In response to the ongoing foreclosure crisis in this country, many states have implemented mediation programs to assist homeowners in finding ways to avoid foreclosure. In Kentucky, the courts of Jefferson County initiated a foreclosure mediation program for homeowners starting March 30, 2009. Read on to learn more about how Jefferson County’s Residential Foreclosure Conciliation Program works and how you can benefit from the process.
(To learn about other options for dealing with foreclosure, visit Nolo's Foreclosure section.)
What is Foreclosure Mediation?
Foreclosure mediation (called a “conciliation conference” in Kentucky) is a process that is used to help homeowners avoid foreclosure by coming up with an alternate solution that benefits both the homeowners and the lender. Mediation consists of a meeting between:
- the homeowners
- their lender, and
- an impartial third-party (the mediator).
At the meeting, the parties discuss the homeowners’ financial situation and try to negotiate a way for the homeowners to keep the home or give up the property without going through a foreclosure. By working together, the parties are often able to reach an agreement.
Potential outcomes of mediation include:
- loan modification
- repayment agreement
- forbearance agreement
- short sale, or
- deed in lieu of foreclosure.
(To get information about each of these options, see our Alternatives to Foreclosure area.)
Kentucky Foreclosure Process
In Kentucky, foreclosures are judicial, which means the lender must file a lawsuit in state court. The lender initiates the foreclosure by filing a complaint and having it served on the borrower, along with a summons to appear in court. Learn more about the Kentucky foreclosure process.
(To learn more about the difference between judicial and nonjudicial foreclosure, and the procedures for each, see Will Your Foreclosure Take Place In or Out of Court?)
Kentucky Foreclosure Mediation
Kentucky does not have a statewide foreclosure mediation program. However, Jefferson County, which includes the city of Louisville, has implemented a Residential Foreclosure Conciliation Program.
Jefferson County’s Residential Foreclosure Conciliation Program
The Residential Foreclosure Conciliation Program provides early court intervention to homeowners whose properties are in foreclosure by referring eligible cases to a conciliation conference. The program provides homeowners with the opportunity to:
- fill out a financial packet with a housing counselor so they can apply for an alternative to foreclosure
- present the financial packet to the lender
- speak with a pro bono attorney, and
- attend a conciliation conference with the lender to explore the possibility of settlement before a court-ordered sale of the property.
This program is considered to be an opt-in program, which means if homeowners want to participate in a conciliation conference, they must request it.
The program is available for residential, owner-occupied properties.
Notification of the Program
For every foreclosure filed, the court issues a notice that advises the homeowners of the program. The notice is included with the complaint for foreclosure that is served to the homeowner.
The notice will advise the homeowner of:
- eligibility requirements for the program
- the date of the conciliation conference, and
- the steps the homeowner must take to preserve the conciliation conference date.
Participating in the program does not halt or delay the foreclosure. However, if the homeowner returns the financial forms and a certificate of compliance to the court, then a conciliation conference must be held (which the lender is required to attend) before a foreclosure sale can be completed.

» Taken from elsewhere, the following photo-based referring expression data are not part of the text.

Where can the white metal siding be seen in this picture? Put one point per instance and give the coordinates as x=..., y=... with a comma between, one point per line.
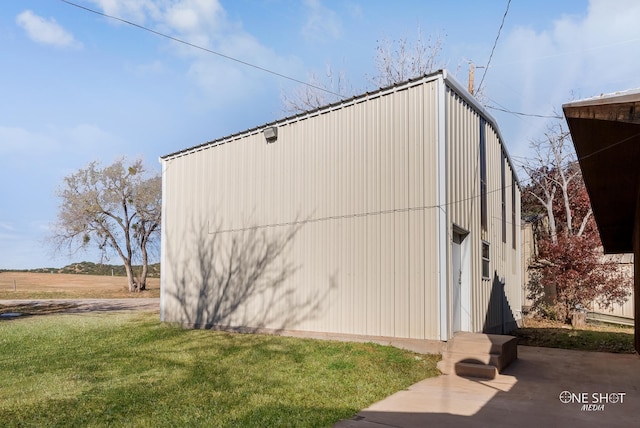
x=463, y=142
x=358, y=181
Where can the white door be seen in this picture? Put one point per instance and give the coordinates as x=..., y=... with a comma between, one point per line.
x=460, y=286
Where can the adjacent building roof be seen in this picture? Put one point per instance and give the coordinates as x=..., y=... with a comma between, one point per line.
x=606, y=136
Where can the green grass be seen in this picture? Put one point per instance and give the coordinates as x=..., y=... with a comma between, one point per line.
x=126, y=369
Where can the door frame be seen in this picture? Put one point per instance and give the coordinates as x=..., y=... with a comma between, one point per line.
x=460, y=284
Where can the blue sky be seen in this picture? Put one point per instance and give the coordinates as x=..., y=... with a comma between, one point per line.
x=78, y=87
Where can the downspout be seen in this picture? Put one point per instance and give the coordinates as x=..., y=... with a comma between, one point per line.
x=442, y=223
x=163, y=239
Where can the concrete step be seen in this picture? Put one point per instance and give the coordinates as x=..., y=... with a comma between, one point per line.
x=478, y=355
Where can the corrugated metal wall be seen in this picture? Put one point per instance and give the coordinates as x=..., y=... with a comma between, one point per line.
x=334, y=227
x=355, y=185
x=495, y=300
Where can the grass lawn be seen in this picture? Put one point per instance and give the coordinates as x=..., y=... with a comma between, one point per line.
x=128, y=369
x=593, y=337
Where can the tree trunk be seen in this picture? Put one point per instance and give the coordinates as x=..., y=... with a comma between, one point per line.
x=145, y=267
x=130, y=277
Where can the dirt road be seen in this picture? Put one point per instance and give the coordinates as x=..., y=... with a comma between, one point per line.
x=41, y=307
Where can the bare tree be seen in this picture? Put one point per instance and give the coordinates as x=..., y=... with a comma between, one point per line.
x=554, y=168
x=396, y=61
x=331, y=88
x=568, y=269
x=116, y=208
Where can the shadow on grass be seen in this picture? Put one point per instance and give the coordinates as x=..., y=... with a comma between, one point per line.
x=153, y=374
x=582, y=340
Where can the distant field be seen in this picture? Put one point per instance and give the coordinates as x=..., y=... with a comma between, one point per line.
x=29, y=285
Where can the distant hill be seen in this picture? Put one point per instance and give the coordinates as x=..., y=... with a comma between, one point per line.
x=90, y=268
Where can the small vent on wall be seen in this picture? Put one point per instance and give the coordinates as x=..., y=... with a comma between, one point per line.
x=271, y=134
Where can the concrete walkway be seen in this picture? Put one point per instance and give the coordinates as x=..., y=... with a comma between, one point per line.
x=597, y=390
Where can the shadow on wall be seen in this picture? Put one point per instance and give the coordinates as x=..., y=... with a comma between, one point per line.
x=237, y=280
x=499, y=317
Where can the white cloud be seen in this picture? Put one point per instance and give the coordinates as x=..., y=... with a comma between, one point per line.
x=205, y=23
x=46, y=31
x=134, y=10
x=322, y=23
x=536, y=71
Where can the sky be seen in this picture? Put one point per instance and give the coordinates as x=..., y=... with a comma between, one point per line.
x=76, y=86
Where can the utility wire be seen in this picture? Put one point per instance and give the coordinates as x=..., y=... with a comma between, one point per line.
x=175, y=39
x=495, y=43
x=517, y=113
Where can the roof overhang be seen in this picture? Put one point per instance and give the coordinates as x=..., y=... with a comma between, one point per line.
x=606, y=135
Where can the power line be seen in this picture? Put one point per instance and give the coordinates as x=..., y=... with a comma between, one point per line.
x=495, y=43
x=175, y=39
x=517, y=113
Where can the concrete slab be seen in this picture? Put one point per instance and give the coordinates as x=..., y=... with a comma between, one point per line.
x=543, y=387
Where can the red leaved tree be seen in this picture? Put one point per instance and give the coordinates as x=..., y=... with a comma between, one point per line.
x=569, y=269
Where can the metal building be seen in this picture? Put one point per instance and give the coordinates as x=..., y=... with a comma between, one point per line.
x=395, y=213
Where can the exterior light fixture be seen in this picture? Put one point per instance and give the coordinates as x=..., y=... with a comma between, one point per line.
x=271, y=134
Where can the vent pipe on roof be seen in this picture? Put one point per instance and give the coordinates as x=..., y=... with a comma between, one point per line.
x=271, y=134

At the Conciliation Conference
The conciliation conference gives the homeowner the opportunity to:
- discuss alternatives to foreclosure with the lender, and
- be represented by an attorney at no cost.
As part of this program, homeowners can request a pro bono (free) attorney to represent them at the conciliation conference. The pro bono attorney will meet with the homeowners on the day of the conference to review paperwork and provide representation at the conference.

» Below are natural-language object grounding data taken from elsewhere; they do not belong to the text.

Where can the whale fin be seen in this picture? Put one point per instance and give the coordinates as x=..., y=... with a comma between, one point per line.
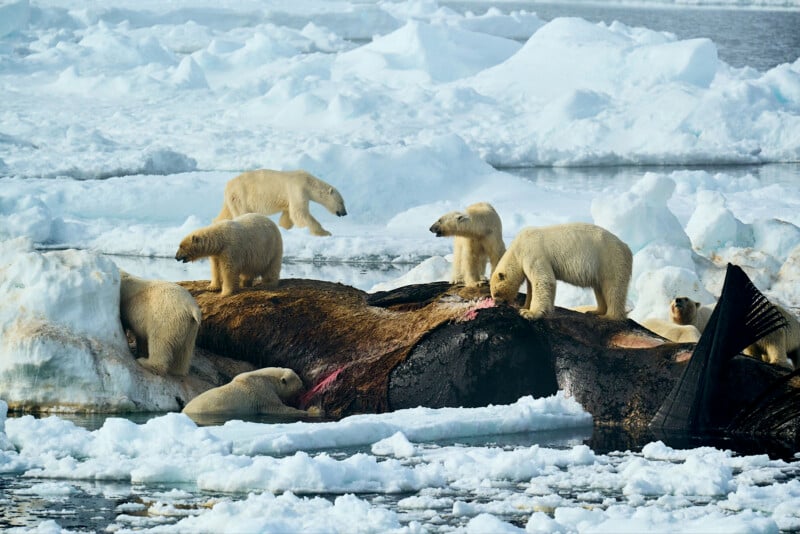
x=742, y=316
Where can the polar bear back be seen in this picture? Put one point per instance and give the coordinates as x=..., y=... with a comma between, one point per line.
x=269, y=191
x=151, y=304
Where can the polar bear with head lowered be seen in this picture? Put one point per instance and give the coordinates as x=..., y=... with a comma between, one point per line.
x=163, y=318
x=268, y=191
x=240, y=250
x=581, y=254
x=263, y=391
x=478, y=235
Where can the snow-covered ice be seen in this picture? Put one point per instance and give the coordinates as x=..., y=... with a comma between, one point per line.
x=120, y=123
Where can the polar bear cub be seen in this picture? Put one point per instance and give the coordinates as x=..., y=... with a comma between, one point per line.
x=581, y=254
x=240, y=250
x=267, y=191
x=478, y=235
x=679, y=333
x=263, y=391
x=164, y=318
x=780, y=347
x=685, y=311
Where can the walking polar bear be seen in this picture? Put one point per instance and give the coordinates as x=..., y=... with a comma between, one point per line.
x=267, y=192
x=780, y=347
x=581, y=254
x=478, y=235
x=263, y=391
x=163, y=318
x=240, y=250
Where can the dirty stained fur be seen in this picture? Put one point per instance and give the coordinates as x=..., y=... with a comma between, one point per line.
x=355, y=346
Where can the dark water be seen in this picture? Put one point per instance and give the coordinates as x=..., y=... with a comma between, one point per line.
x=756, y=38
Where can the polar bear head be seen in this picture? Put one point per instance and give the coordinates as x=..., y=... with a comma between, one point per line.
x=453, y=223
x=683, y=310
x=283, y=381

Steps in the Foreclosure Conciliation Program
Here's how the conciliation program typically works:
- The lender files its complaint for foreclosure and the court clerk attaches the Foreclosure Conciliation Program notice.
- The homeowner is served the notice along with the complaint for foreclosure.
- If the homeowner opts in to the program, the homeowner will attend a clinic at a legal aid society (which will be referenced in the notice) where housing counselors will assist the homeowner in completing a financial packet to submit to the lender.
- The homeowner must submit the financial packet to the court and the lender at least two weeks before conciliation conference.
- The lender and homeowner meet at the master commissioner’s office for the conciliation conference approximately 60 days after the complaint for foreclosure is filed. (The master commissioner is an officer who conducts foreclosure sales and other duties delegated by the judge.)
- A workout agreement is not mandatory, but if the lender does not attend the conciliation conference, a foreclosure sale will not be held.
Should You Participate in the Foreclosure Conciliation Program?
Participating in Jefferson County’s Residential Foreclosure Conciliation Program does not guarantee that you will avoid foreclosure, but it might increase your chances of doing so. The lender may be more likely to agree to a nonforeclosure solution during mediation than if you try to negotiate a similar alternative on your own. Or you might qualify for a loss mitigation option that you hadn’t previously considered.